🤖 AI Summary
This work addresses the challenge of irregular memory accesses, which lack temporal or spatial address patterns and thus evade efficient handling by conventional prefetchers, often at high storage cost. The paper proposes Instruction Correlation-based Prefetching (ICP), a novel mechanism that abandons assumptions about address correlation and instead exploits stable data dependencies among instructions that generate irregular memory accesses.

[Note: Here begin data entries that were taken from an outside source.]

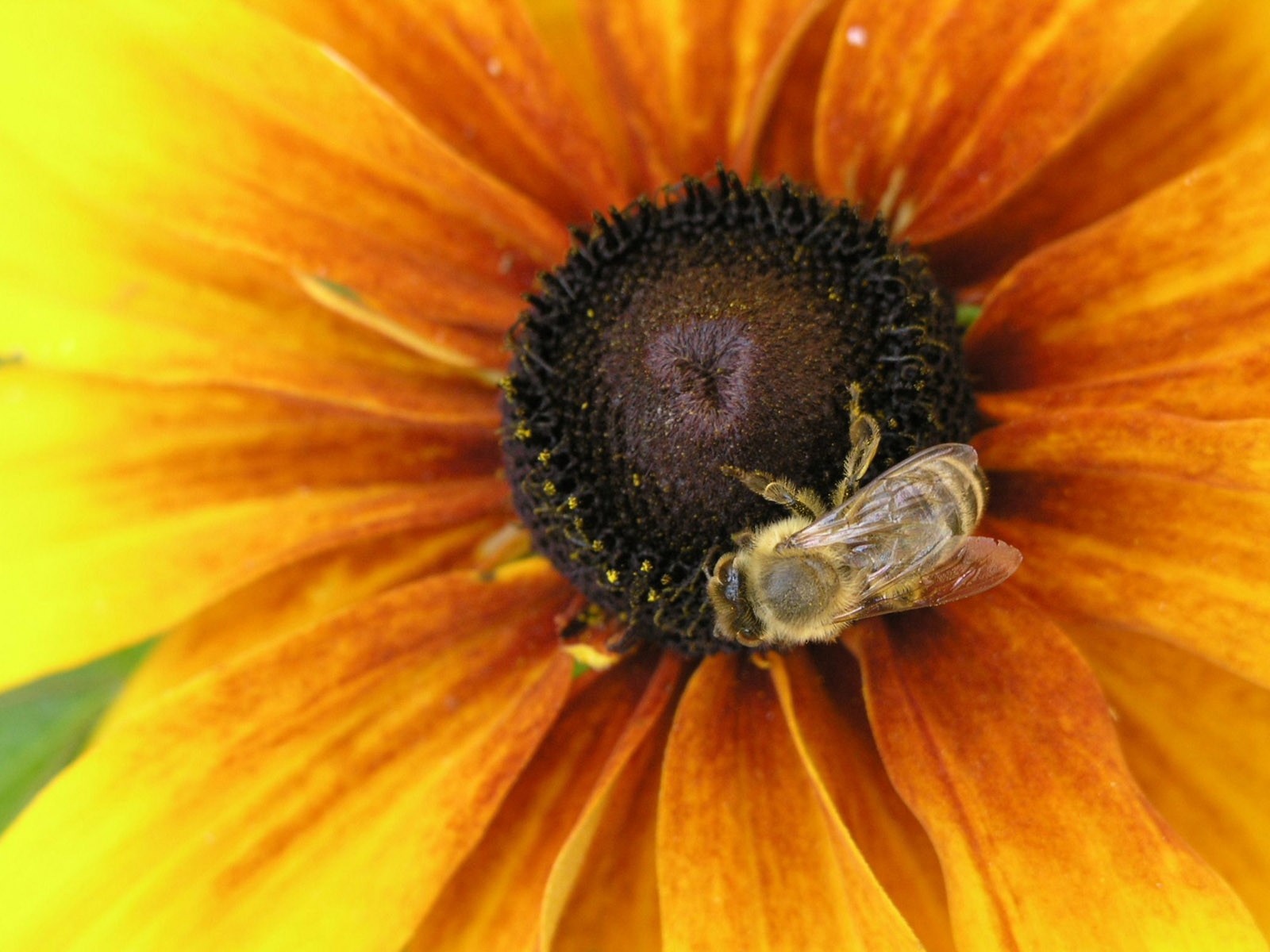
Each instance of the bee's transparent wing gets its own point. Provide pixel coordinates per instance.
(935, 494)
(965, 566)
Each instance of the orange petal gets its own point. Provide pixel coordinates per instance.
(317, 793)
(695, 83)
(602, 892)
(1198, 740)
(1204, 90)
(1149, 520)
(478, 76)
(996, 734)
(294, 156)
(495, 900)
(933, 109)
(92, 291)
(749, 850)
(298, 597)
(1165, 305)
(785, 146)
(823, 702)
(140, 505)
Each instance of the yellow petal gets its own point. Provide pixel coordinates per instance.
(217, 124)
(825, 704)
(695, 82)
(478, 76)
(495, 900)
(1200, 94)
(996, 734)
(602, 892)
(749, 850)
(1145, 520)
(84, 290)
(314, 795)
(1198, 740)
(140, 505)
(1165, 305)
(296, 597)
(933, 109)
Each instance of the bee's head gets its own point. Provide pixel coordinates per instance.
(734, 617)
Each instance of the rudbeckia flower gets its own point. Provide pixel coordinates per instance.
(436, 666)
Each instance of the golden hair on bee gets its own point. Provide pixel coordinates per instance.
(902, 541)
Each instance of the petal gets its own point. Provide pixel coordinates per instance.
(1202, 93)
(933, 111)
(825, 704)
(785, 148)
(695, 83)
(140, 505)
(996, 734)
(298, 597)
(294, 158)
(1165, 305)
(478, 76)
(749, 850)
(318, 793)
(1149, 520)
(89, 291)
(1198, 740)
(611, 850)
(495, 900)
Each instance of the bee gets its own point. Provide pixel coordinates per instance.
(903, 541)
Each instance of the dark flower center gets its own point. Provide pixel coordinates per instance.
(722, 327)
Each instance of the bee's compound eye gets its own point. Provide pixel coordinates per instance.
(799, 588)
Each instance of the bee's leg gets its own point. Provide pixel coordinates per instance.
(865, 437)
(800, 501)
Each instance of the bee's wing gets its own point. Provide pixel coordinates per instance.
(941, 489)
(965, 566)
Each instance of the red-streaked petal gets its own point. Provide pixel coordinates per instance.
(1165, 305)
(933, 109)
(1199, 95)
(825, 704)
(97, 292)
(996, 734)
(1145, 520)
(695, 83)
(749, 850)
(315, 793)
(220, 124)
(602, 892)
(495, 900)
(1198, 740)
(140, 505)
(479, 78)
(785, 148)
(298, 597)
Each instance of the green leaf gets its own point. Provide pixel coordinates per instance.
(44, 725)
(967, 315)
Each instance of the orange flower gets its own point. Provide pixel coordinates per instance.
(258, 263)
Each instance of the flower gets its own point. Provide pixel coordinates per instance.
(258, 262)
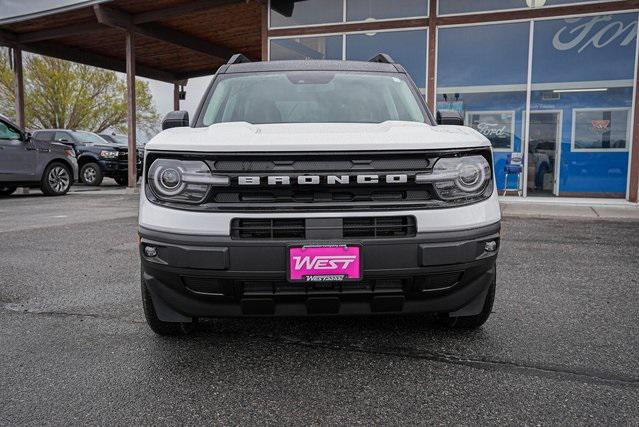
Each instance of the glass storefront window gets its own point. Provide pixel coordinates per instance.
(583, 72)
(370, 10)
(482, 73)
(285, 13)
(457, 7)
(324, 47)
(497, 126)
(408, 48)
(600, 129)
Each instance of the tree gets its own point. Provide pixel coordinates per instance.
(67, 95)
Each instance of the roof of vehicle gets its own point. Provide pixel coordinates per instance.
(310, 65)
(62, 130)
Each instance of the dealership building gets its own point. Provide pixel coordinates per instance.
(551, 83)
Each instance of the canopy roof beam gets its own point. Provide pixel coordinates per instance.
(124, 21)
(83, 57)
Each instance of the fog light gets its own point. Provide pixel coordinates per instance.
(150, 251)
(490, 246)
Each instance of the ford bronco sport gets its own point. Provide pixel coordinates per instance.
(316, 188)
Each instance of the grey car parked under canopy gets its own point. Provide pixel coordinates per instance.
(25, 162)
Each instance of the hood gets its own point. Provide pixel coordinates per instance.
(313, 137)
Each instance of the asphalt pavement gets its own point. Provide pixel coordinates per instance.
(561, 347)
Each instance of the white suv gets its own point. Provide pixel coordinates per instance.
(316, 188)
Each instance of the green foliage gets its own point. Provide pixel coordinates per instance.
(62, 94)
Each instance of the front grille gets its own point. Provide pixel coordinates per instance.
(300, 228)
(330, 190)
(256, 229)
(236, 289)
(376, 227)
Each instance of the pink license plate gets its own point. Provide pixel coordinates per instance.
(324, 263)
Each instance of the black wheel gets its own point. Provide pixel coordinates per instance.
(56, 180)
(157, 325)
(91, 174)
(7, 191)
(471, 322)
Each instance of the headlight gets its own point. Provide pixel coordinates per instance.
(183, 181)
(457, 178)
(105, 154)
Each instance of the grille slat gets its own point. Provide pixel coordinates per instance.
(296, 228)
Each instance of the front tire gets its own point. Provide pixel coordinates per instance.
(471, 322)
(158, 326)
(56, 180)
(91, 174)
(7, 191)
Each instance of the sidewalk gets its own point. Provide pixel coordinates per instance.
(594, 209)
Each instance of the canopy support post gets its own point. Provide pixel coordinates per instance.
(131, 123)
(176, 96)
(19, 87)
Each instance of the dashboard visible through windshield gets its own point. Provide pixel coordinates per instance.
(311, 97)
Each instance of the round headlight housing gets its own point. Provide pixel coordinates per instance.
(460, 178)
(182, 181)
(168, 181)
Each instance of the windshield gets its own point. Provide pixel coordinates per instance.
(311, 97)
(119, 139)
(84, 136)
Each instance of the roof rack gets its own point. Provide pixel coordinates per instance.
(383, 58)
(238, 58)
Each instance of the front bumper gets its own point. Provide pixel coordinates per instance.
(204, 276)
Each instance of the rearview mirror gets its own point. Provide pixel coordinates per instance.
(449, 117)
(175, 119)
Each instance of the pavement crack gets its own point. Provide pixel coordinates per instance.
(556, 372)
(16, 308)
(565, 373)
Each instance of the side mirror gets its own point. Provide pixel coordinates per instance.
(175, 119)
(449, 117)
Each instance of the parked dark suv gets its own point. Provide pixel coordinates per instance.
(97, 158)
(25, 162)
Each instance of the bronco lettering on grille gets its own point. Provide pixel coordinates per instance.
(401, 178)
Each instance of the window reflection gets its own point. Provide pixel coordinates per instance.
(583, 68)
(286, 13)
(482, 73)
(365, 10)
(406, 47)
(453, 7)
(329, 47)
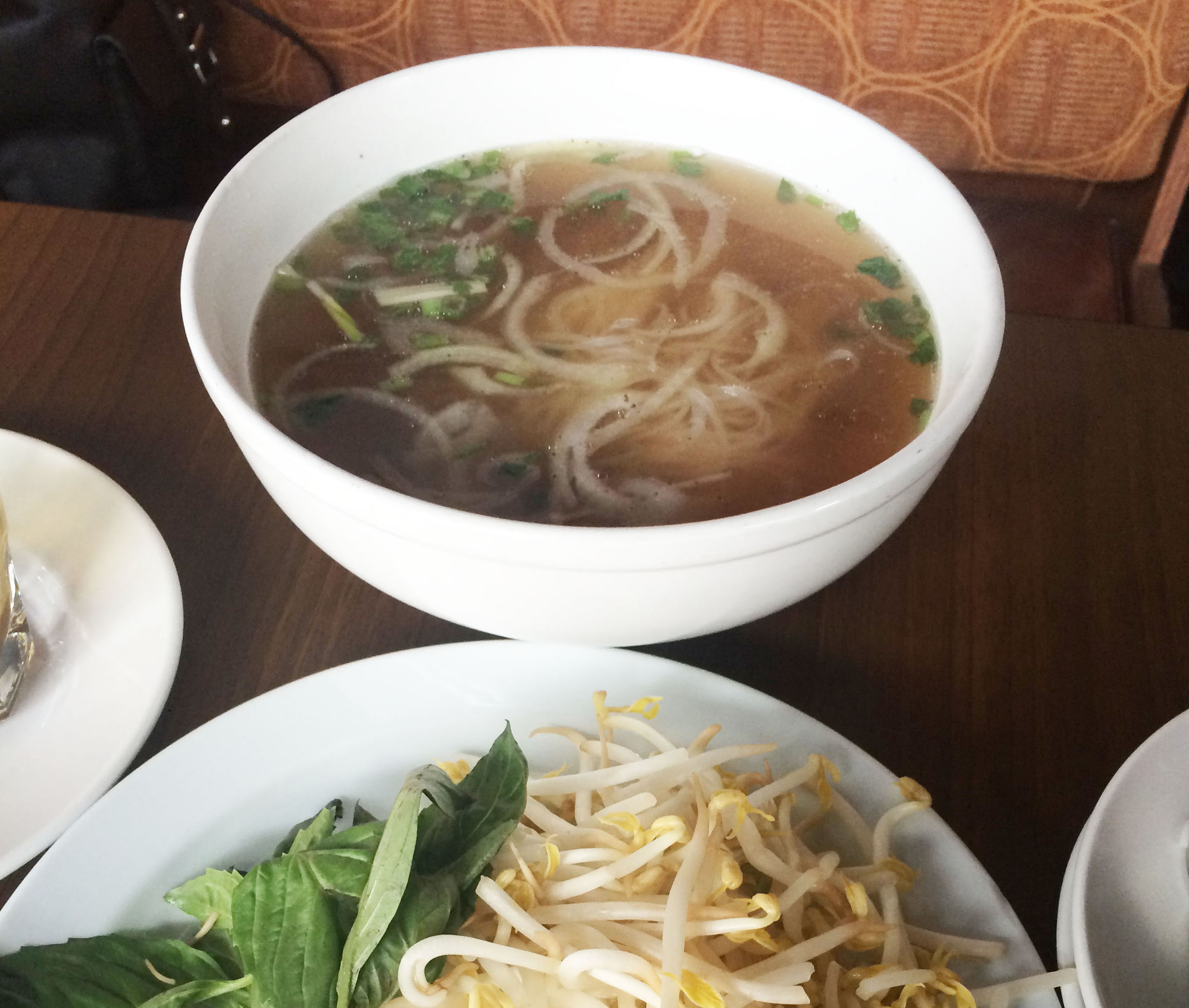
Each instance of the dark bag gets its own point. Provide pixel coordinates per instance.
(101, 100)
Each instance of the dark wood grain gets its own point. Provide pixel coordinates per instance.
(1022, 633)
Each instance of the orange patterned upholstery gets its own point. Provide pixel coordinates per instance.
(1074, 88)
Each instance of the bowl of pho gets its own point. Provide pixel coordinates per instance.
(591, 345)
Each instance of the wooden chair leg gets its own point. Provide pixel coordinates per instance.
(1149, 295)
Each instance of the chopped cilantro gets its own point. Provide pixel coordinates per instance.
(685, 163)
(315, 411)
(428, 340)
(407, 259)
(440, 261)
(494, 200)
(925, 351)
(887, 274)
(487, 164)
(376, 223)
(288, 278)
(905, 320)
(848, 220)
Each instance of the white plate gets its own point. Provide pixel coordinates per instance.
(1130, 899)
(225, 793)
(105, 608)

By leveraging outcomes of already-executed instructions to predict future access addresses, ICP achieves lightweight yet effective prefetching. Requiring only 2.1 KB of storage—three orders of magnitude smaller than comparable approaches—it outperforms state-of-the-art temporal prefetchers, delivering speedups of 14.0% over Triangel and 6.0% over DMP on SPEC CPU and GAP benchmarks, respectively.
📝 Abstract
Irregular memory accesses pose challenges for effective and efficient data prefetching. While temporal prefetchers have recently shown promise for irregular memory access patterns, their effectiveness fundamentally depends on temporal address recurrence and large metadata storage. When memory addresses exhibit weak or no recurrence, as in indirect memory accesses, temporal prefetchers achieve limited performance gains while incurring substantial storage overhead. This paper proposes Instruction-Correlation Prefetching (ICP), a new hardware prefetching mechanism that exploits instruction-level correlations rather than memory-address correlations to handle irregular memory accesses. ICP observes that although memory addresses may not repeat, the instructions generating them often recur with stable data-dependency relationships. By learning these persistent instruction correlations, ICP speculatively computes and prefetches future irregular accesses using the execution results of their correlated predecessors. Across irregular SPEC CPU and GAP benchmarks, ICP outperforms the state-of-the-art temporal prefetcher Triangel by 14.0% and the indirect prefetcher DMP by 6.0%, while requiring only 2.1 KB of hardware storage, over three orders of magnitude smaller than temporal prefetchers.